Putting the pictures in photoshop to add tone is troublesome because there's just not enough greys in the world. All I really want is differentiation between masses here and it's difficult to get any of it right, in a way that is consistent.
This morning I'm reading my DeGaris book out loud to the cats just as a final fix up (Sophie and I found that with the Dogs in Space book it made a lot of sense to read chapters out loud to each other - which was time-consuming but every page you realised you were ironing out kinks). The DeGaris book was very effectively subedited by a person unknown to me, and I was really pleased to see what they caught, but there are still bits and pieces that could be better expressed or which are outright wrong - all the things I shake my head about with students' work and which I am guilty of all the time, particularly sentence fragments.

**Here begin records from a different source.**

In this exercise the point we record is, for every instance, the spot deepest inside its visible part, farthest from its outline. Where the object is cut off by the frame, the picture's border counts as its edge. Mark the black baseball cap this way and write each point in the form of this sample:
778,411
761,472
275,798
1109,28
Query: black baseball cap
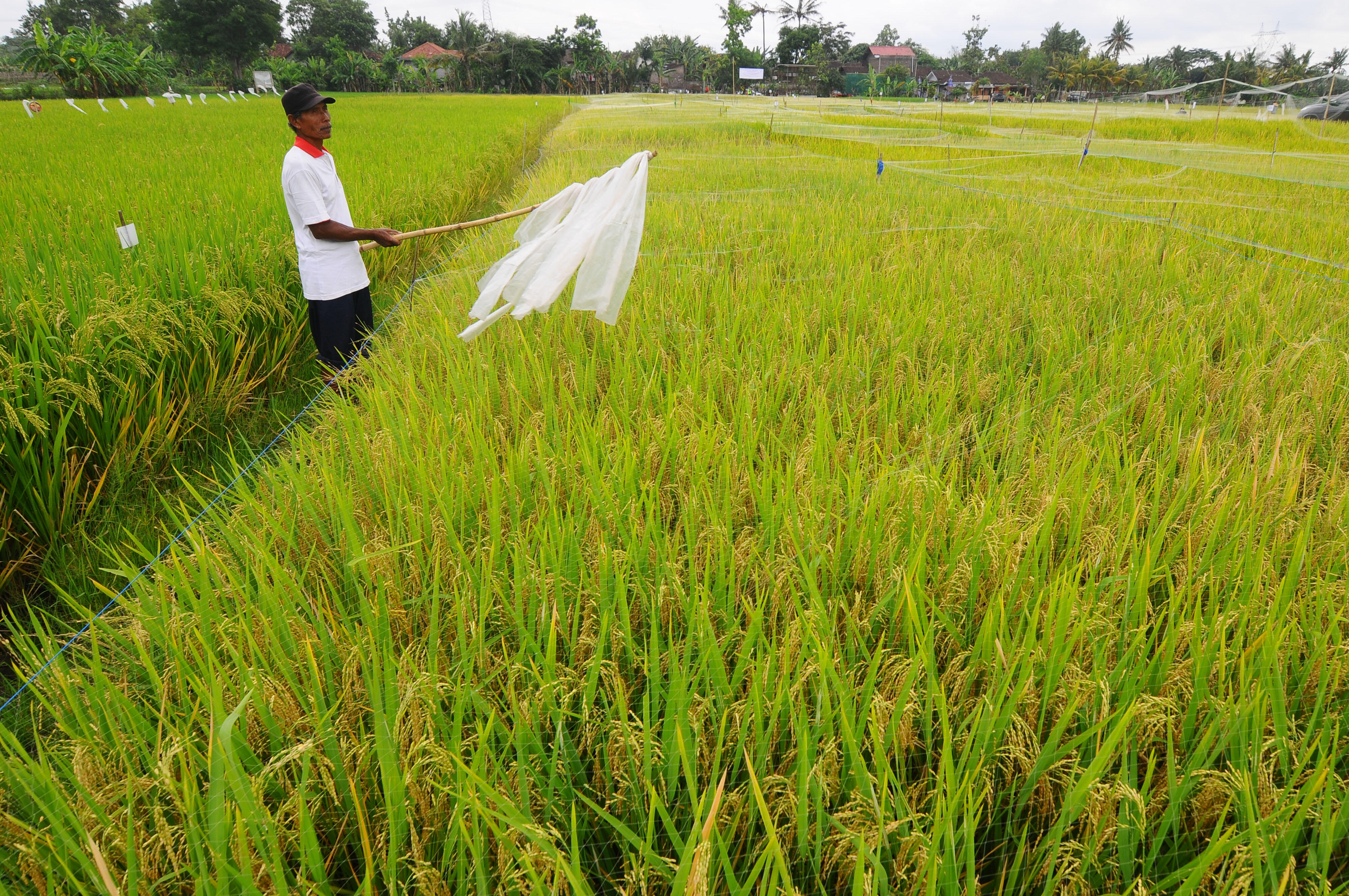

I don't know how you proofread a graphic novel, I think you would have to do weird stuff like look at every depiction of a character from frame to frame to make sure their clothes are the same colour/shade and so on. I admit I really feel some smug pleasure in doing in-depth detail, for instance a well-packed bookshelf, which becomes a busy but samey background. I am very likely though to give it four shelves in one frame and three in another. My grasp on perspective is limited to knowing what looks wrong, but not how to do it right (vague memories come back about locating the reader's eye view of lines to a distant and usually hypothetical endpoint, but other problems present eg the issues surrounding making a whole page of 5-8 pictures visually satisfying as a whole - I guess that's a secondary issue but still nice if it can be done).